Since then, FBC Arnold has sent several volunteers, including an ophthalmologist, to Aurora for each clinic. Gutierrez and his team promote the clinics by putting up signs on the church lawn and encouraging partner organizations—an elementary school, an African-community coalition, apartment complexes and area churches—to spread the word in the community. Since launching the clinics, Gutierrez says it hasn’t been difficult to find willing partners, both Christian and secular.
“One of the things I’ve discovered is that, as we reach our community here in Aurora,” Gutierrez says, “there are other churches and government agencies and organizations that look for opportunities like this to meet a very real need in the communities they’re trying to reach.”
FBC Aurora has an ongoing drive for prescription and reading glasses, and the team from Missouri also brings several boxes of new glasses they receive from Oasis International, a refugee-services organization. Before each clinic, the glasses are organized into bags and labeled for easy distribution.
During the clinic, volunteers measure participants’ visual acuity with an E chart and then determine what type of glasses they need. Those who require prescription glasses go through a second screening, in which a machine examines their eyes and matches them to a pair of glasses in the clinic’s inventory.
“We like to have three or four options for them to pick from,” Gutierrez says. “At the end of the day, everyone goes home with a pair of eyeglasses that they need.”
In addition to the volunteers FBC Arnold provides, Gutierrez enlists volunteers of his own, and a total of 20 to 30 adults serve at the clinics, helping with setup and teardown, assisting in the exams and ministering to the people who are waiting to receive their glasses. Many participants hear the gospel and go home with Bibles in their own language.
“We’ve held the clinic at places where we’re explicitly told that we cannot share the gospel, but they tell us that if people ask, then we can,” Gutierrez says. “And we’ve done it. We’ve given out gospel tracts. We’ve prayed with people who ask. We are intentional. We want people to know Jesus. And so whenever we’re given the opportunity, that’s what we do.”

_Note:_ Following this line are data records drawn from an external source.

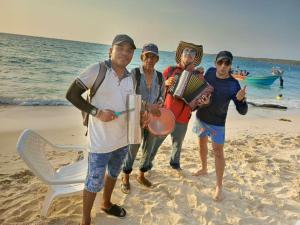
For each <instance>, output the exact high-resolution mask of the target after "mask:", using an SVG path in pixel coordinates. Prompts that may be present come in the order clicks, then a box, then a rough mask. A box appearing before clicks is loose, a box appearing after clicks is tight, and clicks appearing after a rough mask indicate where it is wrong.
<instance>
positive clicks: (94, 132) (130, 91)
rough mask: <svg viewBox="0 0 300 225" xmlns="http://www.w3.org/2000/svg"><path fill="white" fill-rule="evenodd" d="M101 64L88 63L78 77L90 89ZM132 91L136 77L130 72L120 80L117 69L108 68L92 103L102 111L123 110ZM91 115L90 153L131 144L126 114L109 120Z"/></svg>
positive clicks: (133, 88) (90, 124)
mask: <svg viewBox="0 0 300 225" xmlns="http://www.w3.org/2000/svg"><path fill="white" fill-rule="evenodd" d="M99 66H100V65H99V63H96V64H93V65H91V66H89V67H88V68H87V69H86V70H85V71H83V72H82V73H81V74H80V75H79V77H78V78H79V79H80V80H81V81H82V83H83V84H84V85H85V86H86V87H87V88H89V89H90V88H91V87H92V85H93V84H94V82H95V80H96V77H97V75H98V73H99ZM133 93H134V88H133V80H132V77H131V76H130V74H126V75H124V78H122V79H121V80H119V78H118V76H117V74H116V72H115V71H114V70H113V69H112V68H108V69H107V72H106V75H105V78H104V80H103V82H102V84H101V86H100V87H99V89H98V90H97V92H96V94H95V95H94V97H93V98H92V102H91V104H92V105H94V106H95V107H97V108H98V109H100V110H101V109H102V110H103V109H110V110H113V111H124V110H126V98H127V95H129V94H133ZM89 118H90V119H89V125H88V136H87V137H88V150H89V151H90V152H94V153H107V152H112V151H114V150H117V149H119V148H121V147H124V146H126V145H128V141H127V120H126V114H123V115H121V116H119V117H118V118H116V119H114V120H112V121H109V122H102V121H101V120H99V119H98V118H95V117H93V116H91V115H90V117H89Z"/></svg>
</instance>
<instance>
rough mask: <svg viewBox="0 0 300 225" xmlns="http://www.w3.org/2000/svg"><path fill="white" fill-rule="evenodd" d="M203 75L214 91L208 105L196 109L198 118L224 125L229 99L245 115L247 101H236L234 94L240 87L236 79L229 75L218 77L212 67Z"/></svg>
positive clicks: (221, 125) (225, 119) (215, 124)
mask: <svg viewBox="0 0 300 225" xmlns="http://www.w3.org/2000/svg"><path fill="white" fill-rule="evenodd" d="M204 77H205V80H206V81H207V82H208V83H209V84H210V85H212V86H213V87H214V92H213V94H212V96H211V103H210V105H209V106H207V107H204V108H199V109H198V110H197V114H196V116H197V118H198V119H200V120H201V121H203V122H205V123H208V124H212V125H217V126H224V125H225V122H226V117H227V111H228V106H229V103H230V100H233V101H234V104H235V106H236V109H237V111H238V112H239V113H240V114H242V115H245V114H246V113H247V111H248V105H247V102H246V101H245V102H243V101H238V100H237V98H236V94H237V93H238V91H239V90H240V89H241V86H240V84H239V82H238V81H237V80H235V79H234V78H233V77H231V76H230V77H228V78H226V79H220V78H218V77H217V76H216V68H214V67H212V68H209V69H208V70H207V72H206V73H205V76H204Z"/></svg>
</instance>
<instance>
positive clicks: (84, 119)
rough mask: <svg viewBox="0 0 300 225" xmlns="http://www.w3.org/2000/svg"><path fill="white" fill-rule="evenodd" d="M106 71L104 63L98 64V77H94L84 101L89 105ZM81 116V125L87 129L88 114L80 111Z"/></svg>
mask: <svg viewBox="0 0 300 225" xmlns="http://www.w3.org/2000/svg"><path fill="white" fill-rule="evenodd" d="M106 71H107V67H106V65H105V63H104V62H100V63H99V72H98V75H97V77H96V80H95V82H94V84H93V86H92V88H90V89H89V91H90V92H89V94H88V95H87V97H86V100H87V101H88V102H89V103H91V101H92V98H93V97H94V95H95V94H96V92H97V90H98V88H99V87H100V85H101V84H102V82H103V80H104V78H105V74H106ZM81 114H82V119H83V125H84V126H86V127H87V126H88V123H89V113H87V112H84V111H81Z"/></svg>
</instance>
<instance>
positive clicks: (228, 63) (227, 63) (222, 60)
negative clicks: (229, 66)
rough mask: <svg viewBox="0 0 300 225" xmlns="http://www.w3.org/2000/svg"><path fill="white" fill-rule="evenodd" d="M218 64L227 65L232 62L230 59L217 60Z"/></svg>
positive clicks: (228, 64) (221, 64)
mask: <svg viewBox="0 0 300 225" xmlns="http://www.w3.org/2000/svg"><path fill="white" fill-rule="evenodd" d="M217 64H218V65H219V66H222V65H223V64H224V65H225V66H229V65H231V62H230V61H229V60H220V61H218V62H217Z"/></svg>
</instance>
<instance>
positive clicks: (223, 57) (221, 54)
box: [216, 51, 233, 63]
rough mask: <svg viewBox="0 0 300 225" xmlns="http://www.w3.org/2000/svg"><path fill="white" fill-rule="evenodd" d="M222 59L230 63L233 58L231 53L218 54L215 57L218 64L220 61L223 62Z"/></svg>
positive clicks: (221, 51) (224, 51) (219, 52)
mask: <svg viewBox="0 0 300 225" xmlns="http://www.w3.org/2000/svg"><path fill="white" fill-rule="evenodd" d="M223 59H227V60H229V61H230V63H232V60H233V56H232V54H231V52H229V51H221V52H219V53H218V54H217V57H216V62H219V61H220V60H223Z"/></svg>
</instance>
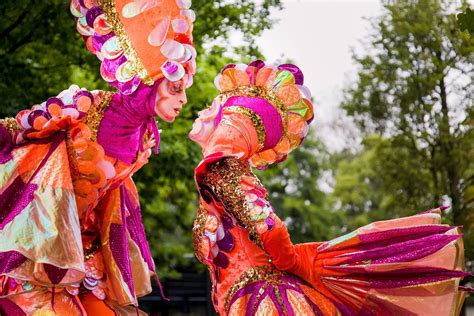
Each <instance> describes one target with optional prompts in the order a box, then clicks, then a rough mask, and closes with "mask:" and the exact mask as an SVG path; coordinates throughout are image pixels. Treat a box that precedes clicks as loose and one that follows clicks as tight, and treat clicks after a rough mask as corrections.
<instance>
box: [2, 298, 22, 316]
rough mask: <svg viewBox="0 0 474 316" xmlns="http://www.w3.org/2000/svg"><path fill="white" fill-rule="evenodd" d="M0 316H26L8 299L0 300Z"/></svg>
mask: <svg viewBox="0 0 474 316" xmlns="http://www.w3.org/2000/svg"><path fill="white" fill-rule="evenodd" d="M0 315H15V316H23V315H25V316H26V313H25V312H24V311H23V310H22V309H21V308H20V306H18V305H16V304H15V303H13V302H12V301H11V300H9V299H8V298H0Z"/></svg>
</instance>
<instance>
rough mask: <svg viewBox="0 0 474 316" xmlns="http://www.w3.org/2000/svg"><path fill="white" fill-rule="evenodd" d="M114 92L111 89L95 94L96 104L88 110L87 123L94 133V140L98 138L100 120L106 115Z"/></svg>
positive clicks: (100, 91) (86, 124)
mask: <svg viewBox="0 0 474 316" xmlns="http://www.w3.org/2000/svg"><path fill="white" fill-rule="evenodd" d="M114 94H115V93H114V92H109V91H99V93H98V94H97V95H95V96H94V105H93V107H92V108H91V109H90V110H89V111H88V112H87V118H86V122H85V123H86V125H87V126H88V127H89V128H90V130H91V133H92V137H91V139H92V141H94V142H95V141H96V140H97V132H98V130H99V125H100V121H101V120H102V117H103V116H104V112H105V109H107V107H108V106H109V104H110V100H112V97H113V96H114Z"/></svg>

Because of the refugee presence, it’s not unusual for Muslims to go through the lines at FBC’s clinics. During one clinic, a group of Buddhist monks showed up. The tangible expression of the gospel is often surprising to those outside the church.

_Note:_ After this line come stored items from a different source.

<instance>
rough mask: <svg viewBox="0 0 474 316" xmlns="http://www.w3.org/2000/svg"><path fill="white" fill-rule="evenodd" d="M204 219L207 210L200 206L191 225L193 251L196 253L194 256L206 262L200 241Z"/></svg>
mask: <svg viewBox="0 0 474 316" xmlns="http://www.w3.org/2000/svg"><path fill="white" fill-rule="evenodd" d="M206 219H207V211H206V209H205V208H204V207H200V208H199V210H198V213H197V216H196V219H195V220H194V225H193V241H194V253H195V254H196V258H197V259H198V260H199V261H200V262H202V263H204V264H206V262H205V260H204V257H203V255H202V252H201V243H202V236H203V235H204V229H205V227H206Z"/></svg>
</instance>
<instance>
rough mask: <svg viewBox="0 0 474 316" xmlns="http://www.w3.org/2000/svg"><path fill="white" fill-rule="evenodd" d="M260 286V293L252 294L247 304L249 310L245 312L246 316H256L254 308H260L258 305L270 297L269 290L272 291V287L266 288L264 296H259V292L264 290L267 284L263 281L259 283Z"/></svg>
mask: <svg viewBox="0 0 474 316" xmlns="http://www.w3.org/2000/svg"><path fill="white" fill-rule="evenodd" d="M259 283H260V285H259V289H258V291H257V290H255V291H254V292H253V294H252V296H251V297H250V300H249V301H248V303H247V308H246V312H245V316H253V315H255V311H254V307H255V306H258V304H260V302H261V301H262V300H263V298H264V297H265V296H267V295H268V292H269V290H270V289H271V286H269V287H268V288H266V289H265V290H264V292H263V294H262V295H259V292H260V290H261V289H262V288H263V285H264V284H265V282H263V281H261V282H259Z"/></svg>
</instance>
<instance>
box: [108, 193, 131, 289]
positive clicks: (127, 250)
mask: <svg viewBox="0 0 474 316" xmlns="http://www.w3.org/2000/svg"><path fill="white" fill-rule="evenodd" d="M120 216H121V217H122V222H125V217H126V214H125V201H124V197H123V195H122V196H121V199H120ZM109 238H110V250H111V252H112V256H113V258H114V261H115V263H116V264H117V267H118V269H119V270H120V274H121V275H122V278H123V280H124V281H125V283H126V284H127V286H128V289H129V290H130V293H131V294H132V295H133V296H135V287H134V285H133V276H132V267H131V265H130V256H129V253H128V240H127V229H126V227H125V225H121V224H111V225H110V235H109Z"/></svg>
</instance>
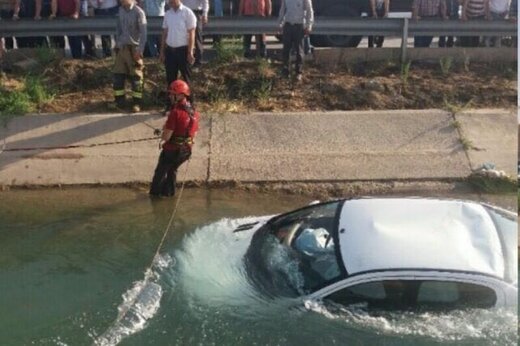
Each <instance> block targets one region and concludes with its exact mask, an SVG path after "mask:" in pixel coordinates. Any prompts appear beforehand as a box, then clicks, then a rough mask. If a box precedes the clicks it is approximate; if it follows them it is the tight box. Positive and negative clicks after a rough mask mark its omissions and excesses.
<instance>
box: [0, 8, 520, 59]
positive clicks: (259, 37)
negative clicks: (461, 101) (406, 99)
mask: <svg viewBox="0 0 520 346" xmlns="http://www.w3.org/2000/svg"><path fill="white" fill-rule="evenodd" d="M209 1H210V0H184V1H183V5H184V6H185V7H187V8H189V9H190V10H191V11H192V12H193V14H194V15H195V18H196V28H195V54H194V56H195V62H194V67H198V66H200V64H201V61H202V54H203V47H204V46H203V36H202V27H203V25H204V24H206V23H207V22H208V16H209V15H210V14H211V15H213V16H216V17H220V16H223V13H224V11H223V5H222V0H211V1H212V7H213V12H211V13H210V3H209ZM236 1H237V2H238V12H237V14H238V15H239V16H243V17H255V18H259V17H260V18H261V17H270V16H271V15H272V8H273V5H272V0H236ZM368 1H369V6H368V8H369V16H370V17H372V18H385V17H387V16H388V13H389V9H390V1H391V0H368ZM301 3H302V4H303V6H308V5H307V3H306V2H305V1H303V2H301ZM136 4H137V5H138V6H139V7H141V8H142V9H143V11H144V13H145V15H146V16H147V17H164V16H165V13H166V11H167V9H168V8H169V7H170V5H169V4H168V3H167V2H166V0H136ZM283 4H284V1H281V3H280V5H281V6H282V7H283ZM120 6H121V3H120V1H119V0H0V18H1V19H2V20H11V19H12V20H18V19H20V18H31V19H34V20H47V19H48V20H52V19H54V18H71V19H75V20H77V19H81V18H83V17H92V16H95V17H115V16H117V15H118V12H119V8H120ZM302 8H303V7H302ZM300 9H301V8H300ZM295 11H296V9H293V10H292V12H291V13H294V12H295ZM411 12H412V19H414V20H421V19H426V18H428V19H432V18H438V19H452V20H461V21H472V20H477V19H487V20H492V21H500V20H511V21H516V18H517V0H412V4H411ZM307 13H312V5H311V6H310V10H307ZM307 16H308V15H307ZM305 19H306V20H309V18H305ZM310 25H311V26H312V24H310ZM283 30H284V31H285V32H286V33H287V34H290V33H292V31H291V30H290V28H284V29H283ZM253 36H254V37H255V44H256V50H255V51H254V52H253V51H252V50H251V42H252V37H253ZM304 36H305V39H304V41H303V42H304V49H306V50H309V47H310V42H309V38H308V35H304ZM215 40H218V37H216V38H215ZM15 41H16V46H17V47H19V48H33V47H38V46H44V47H55V48H64V47H65V37H64V36H52V37H42V36H35V37H17V38H13V37H6V38H4V43H3V44H2V46H1V47H0V49H7V50H9V49H13V48H14V47H15V43H14V42H15ZM67 41H68V44H69V47H70V52H71V55H72V57H73V58H75V59H79V58H94V57H96V50H95V37H94V36H93V35H84V36H74V35H70V36H67ZM432 41H433V37H432V36H416V37H415V39H414V46H415V47H429V46H430V45H431V44H432ZM383 42H384V36H369V37H368V46H369V47H382V46H383ZM500 44H501V38H500V37H478V36H466V37H460V38H458V39H456V38H454V37H453V36H448V37H445V36H441V37H439V41H438V45H439V47H453V46H462V47H476V46H483V45H485V46H487V47H493V46H494V47H499V46H500ZM243 47H244V56H245V57H252V56H255V55H259V56H261V57H265V56H266V54H267V49H266V35H265V34H262V33H258V34H256V35H244V37H243ZM101 48H102V51H101V55H102V57H109V56H111V55H112V50H113V37H112V36H110V35H102V36H101ZM159 55H160V35H155V34H150V35H148V36H147V39H146V45H145V51H144V56H145V57H159Z"/></svg>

“A lot of them ask, ‘Why are you here? Why are you doing this? We’ve not heard of any group doing this in our community,’” Gutierrez says. “And we just say, ‘Because Jesus loves you, and we love Jesus, and we want you to know that.’
“That’s really where the exciting part kicks in,” he adds. “No matter how long and difficult these clinics are, that’s when we realize it’s all worth it.”

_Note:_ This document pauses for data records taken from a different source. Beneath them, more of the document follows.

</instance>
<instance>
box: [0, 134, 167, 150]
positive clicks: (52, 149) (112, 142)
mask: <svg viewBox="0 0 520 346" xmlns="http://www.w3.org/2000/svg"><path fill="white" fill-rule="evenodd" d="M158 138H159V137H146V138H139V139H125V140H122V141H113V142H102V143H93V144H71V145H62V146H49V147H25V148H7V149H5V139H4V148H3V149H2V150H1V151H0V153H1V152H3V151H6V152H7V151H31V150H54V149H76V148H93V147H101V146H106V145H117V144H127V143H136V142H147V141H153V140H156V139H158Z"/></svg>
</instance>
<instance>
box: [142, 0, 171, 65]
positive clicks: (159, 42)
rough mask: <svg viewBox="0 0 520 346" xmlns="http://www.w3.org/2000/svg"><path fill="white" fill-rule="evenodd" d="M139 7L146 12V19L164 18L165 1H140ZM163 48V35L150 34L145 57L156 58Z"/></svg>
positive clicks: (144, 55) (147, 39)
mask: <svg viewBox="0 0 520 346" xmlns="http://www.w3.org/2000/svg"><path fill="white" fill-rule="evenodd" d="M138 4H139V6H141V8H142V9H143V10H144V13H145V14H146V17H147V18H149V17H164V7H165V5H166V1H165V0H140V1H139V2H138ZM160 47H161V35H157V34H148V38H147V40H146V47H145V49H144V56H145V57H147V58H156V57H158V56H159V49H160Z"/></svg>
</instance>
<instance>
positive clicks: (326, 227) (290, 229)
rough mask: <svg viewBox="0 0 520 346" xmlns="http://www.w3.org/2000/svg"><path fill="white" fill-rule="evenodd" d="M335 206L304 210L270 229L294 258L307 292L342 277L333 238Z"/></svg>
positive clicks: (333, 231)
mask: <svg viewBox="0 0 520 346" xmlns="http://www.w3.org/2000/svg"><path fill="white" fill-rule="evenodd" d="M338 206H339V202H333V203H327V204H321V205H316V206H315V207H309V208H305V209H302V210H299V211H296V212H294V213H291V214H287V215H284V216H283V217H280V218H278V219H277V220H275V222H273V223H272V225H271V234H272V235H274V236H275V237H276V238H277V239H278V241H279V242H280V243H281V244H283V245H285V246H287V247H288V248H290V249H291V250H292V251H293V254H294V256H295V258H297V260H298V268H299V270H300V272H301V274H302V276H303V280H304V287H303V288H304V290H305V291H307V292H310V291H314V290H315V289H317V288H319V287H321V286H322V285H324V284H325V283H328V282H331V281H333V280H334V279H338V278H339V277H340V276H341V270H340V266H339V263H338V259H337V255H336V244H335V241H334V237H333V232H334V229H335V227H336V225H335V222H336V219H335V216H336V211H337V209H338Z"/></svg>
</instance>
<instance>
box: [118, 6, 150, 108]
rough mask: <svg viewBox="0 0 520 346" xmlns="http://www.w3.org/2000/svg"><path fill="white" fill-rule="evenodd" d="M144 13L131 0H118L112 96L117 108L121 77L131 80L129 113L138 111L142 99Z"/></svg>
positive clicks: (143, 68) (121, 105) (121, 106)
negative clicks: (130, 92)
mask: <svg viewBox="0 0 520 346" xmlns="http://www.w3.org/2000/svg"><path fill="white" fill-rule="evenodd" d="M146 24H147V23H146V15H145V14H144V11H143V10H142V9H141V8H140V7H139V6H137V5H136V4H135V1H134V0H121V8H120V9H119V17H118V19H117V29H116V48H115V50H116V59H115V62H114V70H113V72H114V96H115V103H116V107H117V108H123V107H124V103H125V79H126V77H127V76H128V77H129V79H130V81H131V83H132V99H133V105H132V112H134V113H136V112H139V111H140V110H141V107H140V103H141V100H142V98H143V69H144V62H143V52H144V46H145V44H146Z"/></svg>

In the fitting area, Gutierrez has participants read John 3:16 in different sizes, forming a direct connection between their physical sight and spiritual understanding. He says one of his favorite moments is when people—especially children—put on their glasses and see clearly for the first time.
“Most of them have been told that they’re slow learners,” Gutierrez says. “But then they discover that their problem isn’t something mental, but something very physical. It’s that they cannot see what’s on the board at school, so they can’t read very well. And in that moment when they try on their new glasses, their eyes grow big and there is a smile on their face. Something clicks.”